Law signed to combat robocalls

President Donald Trump recently signed into law a bipartisan bill, the TRACED Act, to combat illegal robocalls.

The collaborative legislative package was authored by members of the Senate and the House, including Fifth District Congressman Bob Latta, Energy and Commerce Republican Leader Greg Walden, Energy and Commerce Chairman Frank Pallone, and Communications and Technology Subcommittee Chairman Mike Doyle.

“Our phones that connect us to the world should be used for good, not for manipulative and illegal spam calls that have tricked countless people out of time and money,” Latta said. “The TRACED Act takes significant steps to protect consumers from scams and fraud.”

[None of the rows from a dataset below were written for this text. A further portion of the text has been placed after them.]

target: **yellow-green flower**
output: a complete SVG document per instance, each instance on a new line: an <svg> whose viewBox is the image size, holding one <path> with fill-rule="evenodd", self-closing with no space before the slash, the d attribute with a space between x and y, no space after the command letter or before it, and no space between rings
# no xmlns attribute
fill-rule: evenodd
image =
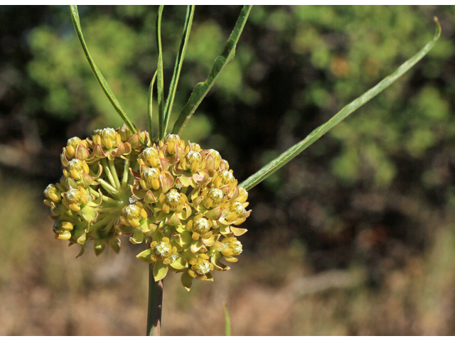
<svg viewBox="0 0 455 341"><path fill-rule="evenodd" d="M119 237L132 234L132 243L150 243L137 258L153 263L156 281L181 272L190 290L194 278L229 269L220 259L236 261L242 252L236 237L247 230L232 225L250 215L248 193L217 151L175 134L154 144L124 124L96 130L92 140L70 139L61 161L64 176L48 185L44 202L55 238L82 246L77 256L88 240L98 255L107 245L118 252Z"/></svg>
<svg viewBox="0 0 455 341"><path fill-rule="evenodd" d="M238 256L242 253L242 243L237 240L235 237L231 237L223 239L221 244L223 247L219 251L225 256L225 259L231 263L238 261L235 256Z"/></svg>
<svg viewBox="0 0 455 341"><path fill-rule="evenodd" d="M93 131L92 140L95 145L99 144L101 148L110 150L114 147L119 146L122 141L122 136L114 129L105 128Z"/></svg>
<svg viewBox="0 0 455 341"><path fill-rule="evenodd" d="M201 281L213 281L210 271L213 270L213 264L208 259L210 257L205 254L198 254L198 258L191 258L188 263L191 269L188 271L188 274L193 278L198 278Z"/></svg>
<svg viewBox="0 0 455 341"><path fill-rule="evenodd" d="M205 202L204 206L205 208L219 206L223 203L225 200L225 193L219 188L210 189L205 195Z"/></svg>
<svg viewBox="0 0 455 341"><path fill-rule="evenodd" d="M159 152L154 147L147 147L139 154L138 162L147 167L158 167L159 165Z"/></svg>
<svg viewBox="0 0 455 341"><path fill-rule="evenodd" d="M144 190L153 188L156 190L160 188L159 175L160 170L154 167L141 167L141 180L139 183Z"/></svg>
<svg viewBox="0 0 455 341"><path fill-rule="evenodd" d="M74 228L70 222L57 220L54 223L53 231L55 234L55 239L60 240L68 240L71 238L71 230Z"/></svg>
<svg viewBox="0 0 455 341"><path fill-rule="evenodd" d="M60 202L62 200L61 195L62 192L58 189L57 185L53 183L48 185L48 187L44 190L44 195L48 200L50 200L54 202ZM46 200L44 203L48 205ZM50 205L48 205L48 206L50 206Z"/></svg>
<svg viewBox="0 0 455 341"><path fill-rule="evenodd" d="M125 225L131 225L137 227L141 224L141 220L146 219L148 215L141 202L136 205L129 205L123 209L123 215L120 216L120 220Z"/></svg>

Last year alone, there were almost 48 billion robocalls made to people across the country, compared to just over 30 billion robocalls made the year before in 2017. In 2016, 22 million Americans, including senior citizens, who are some of the nation’s most vulnerable residents, lost $9.6 billion in robocall scams.

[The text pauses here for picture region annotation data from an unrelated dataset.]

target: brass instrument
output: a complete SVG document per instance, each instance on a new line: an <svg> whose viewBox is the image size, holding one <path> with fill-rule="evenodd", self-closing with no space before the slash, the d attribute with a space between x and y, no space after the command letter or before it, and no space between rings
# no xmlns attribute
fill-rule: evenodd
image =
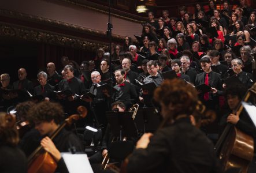
<svg viewBox="0 0 256 173"><path fill-rule="evenodd" d="M133 112L132 114L132 119L134 120L134 119L136 117L136 114L137 114L138 110L139 109L139 104L133 104L129 109L129 112ZM123 138L122 141L126 141L127 138L125 137ZM112 142L114 141L114 139L113 139ZM104 157L104 159L103 159L102 163L101 163L101 166L102 167L102 168L103 170L106 170L106 168L107 167L107 164L109 162L110 158L108 156L108 153L107 153Z"/></svg>
<svg viewBox="0 0 256 173"><path fill-rule="evenodd" d="M135 119L136 114L137 114L138 110L139 109L139 104L133 104L131 108L129 110L129 112L133 112L133 114L132 114L132 119L134 120Z"/></svg>

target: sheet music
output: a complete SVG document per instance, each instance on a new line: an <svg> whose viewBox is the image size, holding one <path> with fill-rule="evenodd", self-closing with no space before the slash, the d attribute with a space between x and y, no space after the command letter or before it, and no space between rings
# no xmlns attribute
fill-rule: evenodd
<svg viewBox="0 0 256 173"><path fill-rule="evenodd" d="M93 173L86 154L61 153L69 173Z"/></svg>
<svg viewBox="0 0 256 173"><path fill-rule="evenodd" d="M256 107L244 101L242 101L242 104L244 107L246 112L247 112L248 114L249 115L250 118L251 118L254 126L256 127L256 115L255 114L255 112L256 112Z"/></svg>

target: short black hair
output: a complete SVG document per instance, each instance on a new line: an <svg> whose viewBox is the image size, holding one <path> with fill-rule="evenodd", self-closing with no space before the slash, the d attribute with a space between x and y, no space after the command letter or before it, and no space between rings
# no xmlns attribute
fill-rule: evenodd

With the TRACED Act signed into law, phone companies will be required to verify and authenticate incoming calls so consumers can identify which calls are legitimate.

According to the FCC, they receive over 200,000 complaints a year from residents receiving predatory robocalls. Latta introduced the STOP Robocalls Act and shortly thereafter, the FCC voted to allow phone companies to block illegal robocalls.

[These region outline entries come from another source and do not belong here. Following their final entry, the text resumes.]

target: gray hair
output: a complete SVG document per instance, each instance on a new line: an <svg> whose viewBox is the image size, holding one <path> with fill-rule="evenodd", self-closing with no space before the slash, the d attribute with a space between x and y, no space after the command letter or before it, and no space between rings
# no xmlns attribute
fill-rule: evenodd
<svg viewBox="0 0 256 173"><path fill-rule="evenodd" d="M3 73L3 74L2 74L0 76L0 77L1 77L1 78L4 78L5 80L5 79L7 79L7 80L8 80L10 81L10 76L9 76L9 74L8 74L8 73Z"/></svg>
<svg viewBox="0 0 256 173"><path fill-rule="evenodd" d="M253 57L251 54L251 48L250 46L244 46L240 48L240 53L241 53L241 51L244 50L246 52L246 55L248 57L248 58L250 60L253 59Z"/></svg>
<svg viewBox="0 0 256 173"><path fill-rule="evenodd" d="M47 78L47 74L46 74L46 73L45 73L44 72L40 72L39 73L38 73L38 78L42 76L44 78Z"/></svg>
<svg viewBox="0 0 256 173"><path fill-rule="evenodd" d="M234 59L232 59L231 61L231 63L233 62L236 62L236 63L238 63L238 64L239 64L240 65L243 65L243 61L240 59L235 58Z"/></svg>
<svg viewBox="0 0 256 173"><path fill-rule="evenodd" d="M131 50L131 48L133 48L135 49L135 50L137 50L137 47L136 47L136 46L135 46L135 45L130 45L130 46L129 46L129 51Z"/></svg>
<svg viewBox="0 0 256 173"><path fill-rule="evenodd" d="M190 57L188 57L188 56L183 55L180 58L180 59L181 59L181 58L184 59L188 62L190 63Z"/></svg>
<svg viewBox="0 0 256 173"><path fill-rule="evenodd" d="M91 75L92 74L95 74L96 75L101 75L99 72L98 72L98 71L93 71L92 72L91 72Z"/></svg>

The STOP Robocalls Act ensures consumers can identify which calls are being blocked – similar to the spam filter in email – and create a pathway to stop wanted calls from being blocked. It also improves information sharing to enhance the FCC’s ability to track and stop illegal robocall and spoofing operations.

Congressman Latta is the Republican leader on the Energy and Commerce Committee’s Subcommittee on Communications and Technology.